Luego vino el intento del gobierno por deslegitimar la protesta, tachando a los manifestantes de acarreados. La respuesta fue contundente: 131 estudiantes grabaron un video viral en el que confirmaban ser alumnos reales y no manipulados. Así nació un movimiento que cuestionó a los medios por narrar el acto como un éxito del candidato.
Lo que siguió es historia: marchas masivas, críticas a la concentración mediática y exigencias de democratizar Internet y las plataformas digitales. Aquella oleada juvenil logró, por un instante, que la conversación pública escapara del control gubernamental y mediático.
Han pasado 13 años. Desde entonces, dos reformas a la Ley de Telecomunicaciones abarataron la telefonía y ayudaron a diversificar la televisión para tener una oferta mucho mayor; algunos canales públicos y culturales ya tienen cobertura nacional; y la oferta digital creció al grado de que las encuestas de consumo marcan nuestra alta dependencia a las pantallas móviles.
Cambiaron los hábitos de consumo y también nuestras prioridades informativas. Hoy, el debate público ocurre en tiempo real, pero también con mayor ruido y desinformación que nunca. ¿Quién impulsa el discurso y por qué la indignación parece fabricada?
También persiste una pregunta incómoda: ¿quién controla el acceso a la verdad y quién se beneficia de la viralidad de la mentira?
Lo digo porque, tras dos sexenios, he visto cómo los medios tradicionales siguen actuando como voceros del poder. Vean las portadas de los medios nacionales de este martes. El nado sincronizado prevalece.
Sin embargo, hoy las mentiras tienen un aliado más: la tecnología. Desde 2018, investigaciones de Buzzfeed y Vice documentaron granjas de bots pagadas por políticos para ensuciar el debate público. Más reciente, la evidencia del uso de Facebook, X y TikTok para promover discursos oficiales o atacar a críticos y periodistas.
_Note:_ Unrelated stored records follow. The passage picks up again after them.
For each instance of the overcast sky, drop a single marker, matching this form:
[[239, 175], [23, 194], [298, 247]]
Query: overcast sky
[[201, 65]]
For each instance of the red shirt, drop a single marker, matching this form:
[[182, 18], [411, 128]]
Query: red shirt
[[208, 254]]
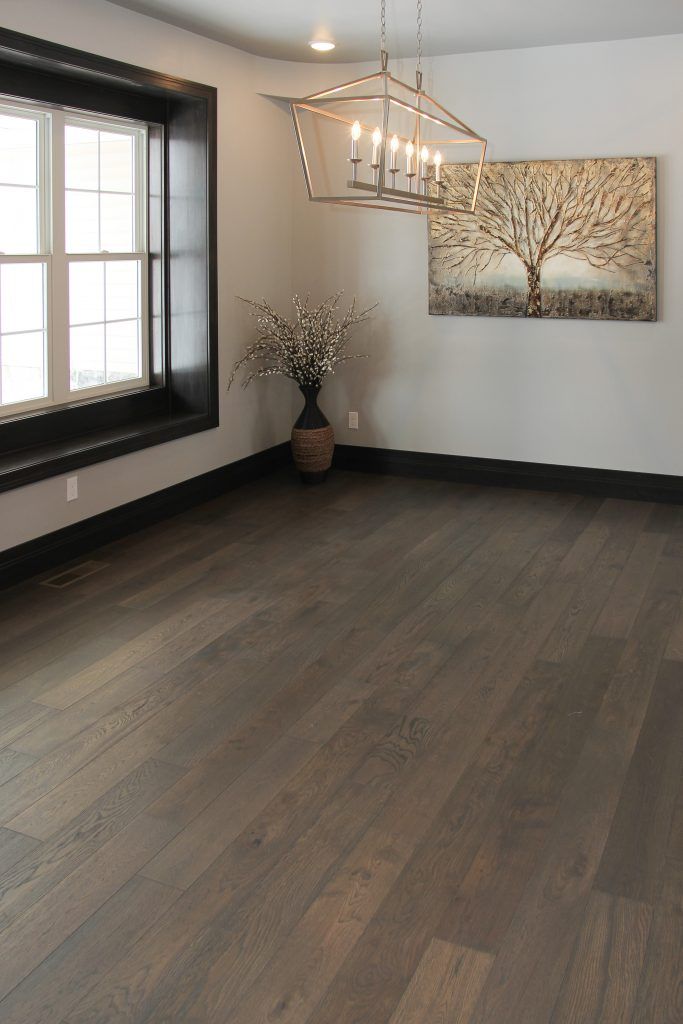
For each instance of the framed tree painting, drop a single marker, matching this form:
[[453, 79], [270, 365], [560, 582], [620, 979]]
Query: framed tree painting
[[560, 238]]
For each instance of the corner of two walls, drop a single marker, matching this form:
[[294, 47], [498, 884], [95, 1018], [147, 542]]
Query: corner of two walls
[[571, 392], [604, 394], [255, 227]]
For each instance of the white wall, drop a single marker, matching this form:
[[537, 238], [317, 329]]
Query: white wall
[[571, 392], [254, 252], [586, 393]]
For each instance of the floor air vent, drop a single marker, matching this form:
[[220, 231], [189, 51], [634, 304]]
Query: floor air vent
[[69, 577]]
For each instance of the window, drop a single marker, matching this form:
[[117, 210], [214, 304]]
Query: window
[[74, 259], [109, 325]]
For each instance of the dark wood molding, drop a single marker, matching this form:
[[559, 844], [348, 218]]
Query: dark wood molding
[[503, 473], [183, 398], [72, 542]]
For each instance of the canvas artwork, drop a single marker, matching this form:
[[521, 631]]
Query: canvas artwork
[[554, 238]]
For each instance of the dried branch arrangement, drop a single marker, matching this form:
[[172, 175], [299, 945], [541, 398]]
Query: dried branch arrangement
[[305, 349]]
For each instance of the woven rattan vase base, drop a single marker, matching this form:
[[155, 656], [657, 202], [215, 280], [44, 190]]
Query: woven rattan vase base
[[312, 451]]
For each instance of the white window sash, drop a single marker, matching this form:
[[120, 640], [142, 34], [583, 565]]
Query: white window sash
[[52, 252]]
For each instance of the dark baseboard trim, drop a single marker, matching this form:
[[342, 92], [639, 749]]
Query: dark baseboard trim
[[498, 472], [72, 542]]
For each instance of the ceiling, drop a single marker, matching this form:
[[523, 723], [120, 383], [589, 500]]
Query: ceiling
[[283, 28]]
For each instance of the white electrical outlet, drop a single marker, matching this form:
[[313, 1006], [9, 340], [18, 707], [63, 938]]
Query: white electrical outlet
[[72, 488]]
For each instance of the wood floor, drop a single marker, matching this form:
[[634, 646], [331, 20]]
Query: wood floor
[[383, 752]]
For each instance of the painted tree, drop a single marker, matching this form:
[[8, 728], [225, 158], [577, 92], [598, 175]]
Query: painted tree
[[594, 210]]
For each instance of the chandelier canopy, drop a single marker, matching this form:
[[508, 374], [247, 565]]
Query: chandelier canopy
[[379, 142]]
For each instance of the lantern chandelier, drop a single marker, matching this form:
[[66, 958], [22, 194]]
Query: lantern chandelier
[[379, 142]]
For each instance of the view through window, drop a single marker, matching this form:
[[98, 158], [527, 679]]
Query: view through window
[[73, 256]]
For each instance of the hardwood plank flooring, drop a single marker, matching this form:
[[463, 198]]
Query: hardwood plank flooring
[[383, 752]]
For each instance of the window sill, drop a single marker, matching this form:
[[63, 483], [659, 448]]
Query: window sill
[[39, 462]]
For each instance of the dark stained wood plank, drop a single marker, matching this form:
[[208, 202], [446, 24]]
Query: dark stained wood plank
[[14, 723], [528, 969], [633, 859], [54, 918], [188, 855], [12, 762], [13, 847], [451, 806], [46, 864], [294, 981], [360, 771], [601, 982], [615, 529], [483, 906], [621, 608], [444, 987], [77, 965], [658, 998]]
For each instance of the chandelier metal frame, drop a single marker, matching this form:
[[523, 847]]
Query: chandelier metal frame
[[385, 89]]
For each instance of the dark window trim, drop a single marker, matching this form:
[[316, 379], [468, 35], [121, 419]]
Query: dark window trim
[[183, 324]]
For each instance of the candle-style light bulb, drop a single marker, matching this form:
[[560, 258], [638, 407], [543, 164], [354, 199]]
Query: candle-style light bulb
[[355, 159], [410, 151], [394, 155], [424, 167], [377, 141], [410, 166], [355, 135]]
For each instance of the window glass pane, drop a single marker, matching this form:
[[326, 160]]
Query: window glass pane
[[22, 297], [18, 220], [87, 356], [123, 351], [116, 162], [82, 222], [86, 293], [81, 158], [123, 289], [23, 371], [18, 151], [116, 223]]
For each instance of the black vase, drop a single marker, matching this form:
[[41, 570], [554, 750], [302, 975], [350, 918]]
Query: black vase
[[312, 438]]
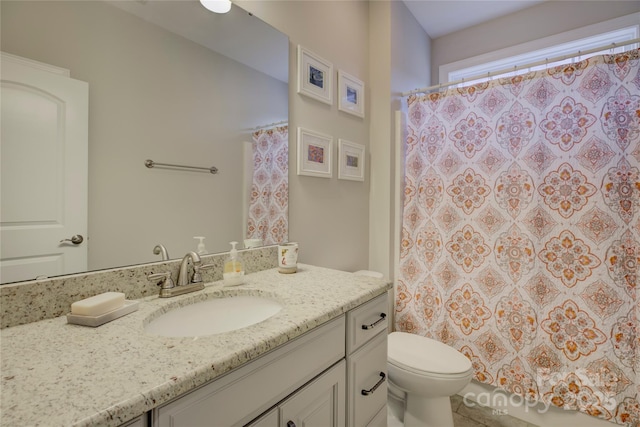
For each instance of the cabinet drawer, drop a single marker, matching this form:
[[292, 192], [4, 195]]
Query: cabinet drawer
[[380, 420], [246, 392], [366, 321], [320, 403], [367, 368]]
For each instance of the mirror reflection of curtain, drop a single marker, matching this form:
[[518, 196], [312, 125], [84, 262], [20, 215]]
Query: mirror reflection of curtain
[[520, 230], [269, 203]]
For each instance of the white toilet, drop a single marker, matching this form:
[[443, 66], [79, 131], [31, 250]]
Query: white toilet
[[423, 374]]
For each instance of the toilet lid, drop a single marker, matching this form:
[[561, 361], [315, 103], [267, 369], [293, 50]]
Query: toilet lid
[[416, 353]]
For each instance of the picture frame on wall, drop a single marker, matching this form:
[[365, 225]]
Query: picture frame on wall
[[315, 76], [350, 94], [351, 160], [314, 153]]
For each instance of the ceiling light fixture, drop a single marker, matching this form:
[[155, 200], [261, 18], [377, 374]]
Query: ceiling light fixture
[[217, 6]]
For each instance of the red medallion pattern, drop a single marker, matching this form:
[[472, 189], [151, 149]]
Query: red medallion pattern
[[567, 123], [572, 331], [514, 190], [515, 379], [568, 258], [514, 253], [468, 191], [566, 190], [470, 135], [621, 190], [515, 129], [467, 310], [620, 119], [521, 235], [467, 248], [269, 203], [516, 320]]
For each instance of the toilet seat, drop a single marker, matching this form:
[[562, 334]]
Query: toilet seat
[[425, 356]]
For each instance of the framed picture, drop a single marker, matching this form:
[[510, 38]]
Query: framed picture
[[351, 160], [314, 154], [350, 94], [315, 76]]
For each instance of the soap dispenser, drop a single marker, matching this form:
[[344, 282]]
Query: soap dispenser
[[233, 273], [202, 250]]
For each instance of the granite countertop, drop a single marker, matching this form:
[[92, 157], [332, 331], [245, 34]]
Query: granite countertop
[[58, 374]]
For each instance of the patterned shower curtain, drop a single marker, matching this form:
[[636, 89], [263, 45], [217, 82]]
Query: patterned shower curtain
[[520, 232], [269, 204]]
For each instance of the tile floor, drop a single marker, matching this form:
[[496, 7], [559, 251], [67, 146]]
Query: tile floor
[[477, 416]]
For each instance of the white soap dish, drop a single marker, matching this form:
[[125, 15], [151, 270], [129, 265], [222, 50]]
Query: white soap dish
[[77, 319]]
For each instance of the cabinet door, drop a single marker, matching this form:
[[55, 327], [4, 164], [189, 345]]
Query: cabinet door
[[321, 403], [270, 419], [367, 382], [366, 321]]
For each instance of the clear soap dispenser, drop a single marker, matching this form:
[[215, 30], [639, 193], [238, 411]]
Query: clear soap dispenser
[[233, 273]]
Este fin de semana, en una capacitación con profesores, estudiantes y colegas en la Ciudad de México, revisamos cómo opera esa maquinaria: podcasts virales llenos de mentiras en Spotify, uso de la IA para manipular mensajes en TikTok, ejércitos costosos de trolls geolocalizados cerca de Palacio Nacional (¿de quién son?); y campañas de desprestigio financiadas por empresarios con aspiraciones políticas.
De ahí la urgencia de enseñar pensamiento crítico y una pedagogía mediática responsable con la información, no solo a niños y jóvenes, sino también a adultos mayores, víctimas frecuentes de fraudes alimentados por la desinformación.
Empiezo con una sugerencia simple: antes de compartir una nota o un video, pregúntate de dónde viene y quién lo impulsa. Tal vez descubras que no vale la pena ser un borrego más.